More than 30 individuals, including 11 Democrats are seeking to serve as the next U.S. Senator from Missouri. One of those declared candidates, Lucas Kunce, will be hosting an event Saturday, June 25, at The Warehouse, 207 N. Jackson Street, at 11 a.m.
“We’re just trying to do what we’ve always done which is to get everywhere in the state and get out the message that we fundamentally need to change who has power in this country,” he said.
Earlier this month, he visited southwest Missouri, including a stop in Springfield.
Kunce is excited about visiting potential voters in this part of the state.
“We’re looking forward to doing that in southeast Missouri this week,” he said.
Kunce believes voters statewide are seeking a change of course from the leadership of status quo.
“I think here in Missouri people are fed up with billionaires and elites buying off our politicians and using them to strip our communities for parts, take the wealth out of the state, distributing it to people who are donating to their campaign and funding them,” Kunce said. “What we’ve been doing differently is I’m not taking money from corporate PACs, I’m not taking money from lobbyists, no pharmaceutical executives, no fossil fuel executives, we’re trying to run a campaign that’s very different so we can show people the only people we’re going to represent our you.”

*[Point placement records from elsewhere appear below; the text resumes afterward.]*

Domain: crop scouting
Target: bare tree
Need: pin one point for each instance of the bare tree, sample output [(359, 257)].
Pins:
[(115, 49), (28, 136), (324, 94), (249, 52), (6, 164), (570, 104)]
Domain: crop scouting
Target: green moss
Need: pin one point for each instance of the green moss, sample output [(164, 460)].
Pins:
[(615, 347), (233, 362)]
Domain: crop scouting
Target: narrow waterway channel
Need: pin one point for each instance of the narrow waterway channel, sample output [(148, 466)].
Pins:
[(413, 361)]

Kunce pointed out he is the only campaign to have donations from all 114 Missouri counties as well as the city of St. Louis.
“We have the highest percentage of grass roots fund-raising of any U.S. Senate campaign in the entire country this year, right here in Missouri,” Kunce said.

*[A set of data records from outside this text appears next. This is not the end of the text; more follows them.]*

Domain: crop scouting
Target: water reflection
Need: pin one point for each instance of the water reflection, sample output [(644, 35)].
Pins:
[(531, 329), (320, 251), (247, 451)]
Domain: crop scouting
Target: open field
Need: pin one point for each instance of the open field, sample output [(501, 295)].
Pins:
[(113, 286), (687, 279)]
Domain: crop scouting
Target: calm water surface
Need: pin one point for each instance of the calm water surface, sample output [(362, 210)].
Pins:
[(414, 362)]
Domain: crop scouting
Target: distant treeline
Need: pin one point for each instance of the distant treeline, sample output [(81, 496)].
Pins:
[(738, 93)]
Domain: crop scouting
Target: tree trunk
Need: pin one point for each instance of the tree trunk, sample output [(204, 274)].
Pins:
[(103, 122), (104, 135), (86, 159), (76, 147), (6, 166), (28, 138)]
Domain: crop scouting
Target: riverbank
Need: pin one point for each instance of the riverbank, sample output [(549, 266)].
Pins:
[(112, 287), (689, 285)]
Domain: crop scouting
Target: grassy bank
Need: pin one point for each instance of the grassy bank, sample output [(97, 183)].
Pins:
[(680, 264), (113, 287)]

In describing his past, Kunce said for much of his childhood, his family was living paycheck to paycheck and it was just “one disaster from bankruptcy.”
One of four siblings, he recalled his mother telling the grocery store cashier not to cash the check until the end of the month so they could make it.

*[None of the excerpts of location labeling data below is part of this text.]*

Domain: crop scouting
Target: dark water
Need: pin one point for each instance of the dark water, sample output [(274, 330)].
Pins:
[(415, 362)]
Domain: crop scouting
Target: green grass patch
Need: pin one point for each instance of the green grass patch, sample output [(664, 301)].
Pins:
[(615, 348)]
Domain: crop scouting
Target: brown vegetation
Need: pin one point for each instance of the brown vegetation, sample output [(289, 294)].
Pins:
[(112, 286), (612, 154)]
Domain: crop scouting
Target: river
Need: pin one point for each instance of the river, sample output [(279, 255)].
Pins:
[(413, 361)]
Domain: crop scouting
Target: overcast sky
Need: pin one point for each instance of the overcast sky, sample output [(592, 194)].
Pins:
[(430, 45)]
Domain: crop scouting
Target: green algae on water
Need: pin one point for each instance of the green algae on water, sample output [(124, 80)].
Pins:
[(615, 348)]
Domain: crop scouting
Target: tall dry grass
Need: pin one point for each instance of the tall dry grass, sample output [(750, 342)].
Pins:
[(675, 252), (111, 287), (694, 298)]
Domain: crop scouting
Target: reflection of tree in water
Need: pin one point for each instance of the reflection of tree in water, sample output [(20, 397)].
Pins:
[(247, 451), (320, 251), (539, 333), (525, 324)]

“When my littlest sister was born, she had to have a heart surgery, and our family went bankrupt,” Kunce said. “We didn’t make it because the institutions were there, or because the billionaire class came in and saved us, we made it because everybody in our neighborhood, who had no more money than us, came together and brought food by the house, tuna casserole, lasagna, spaghetti and they passed the plate at church so we could make it.”
Kunce served 13 years in the U.S. Marines, spending time in Iraq and Afghanistan.
Since leaving the military, he has continued to dedicate his life to service.
“That service is for the people who took care of me, for everyday Missourians, that’s exactly who we’re standing for in this campaign,” Kunce said.
People that he meets with have been concerned about a variety of topics.
“Inflation comes up,” Kunce said. “Not trusting the people who are elected comes up quite a bit.”
“I don’t think members of Congress should own stock because they keep making decisions based on their stock portfolio, rather than for the people they’re supposed to represent. I think what you’re seeing is people are fed up with a system that doesn’t work for them. They’re fed up with seeing our politicians sell our land to China, ship our industries overseas, take away our jobs and do it for Wall Street quarterly earnings’ reports and the people who fund their campaign.”
More than 30 candidates — 11 Democrats and at least 21 Republicans — are vying for the Senate seat now held by Sen. Roy Blunt, who will be stepping down in January 2023 when his existing term expires. The primary, which will whittle the crowded field down to a single candidate from the Democratic and Republican parties, is Tuesday, Aug. 2.
“We’re just looking forward to seeing as many people as we can down at The Warehouse,” Kunce said. “I think it’s going to be fun. I’ll tell everyone a little bit about myself, how we’re doing a very different campaign, how they’ll finally have someone who’s able to represent them rather the special interests that fund most campaigns.”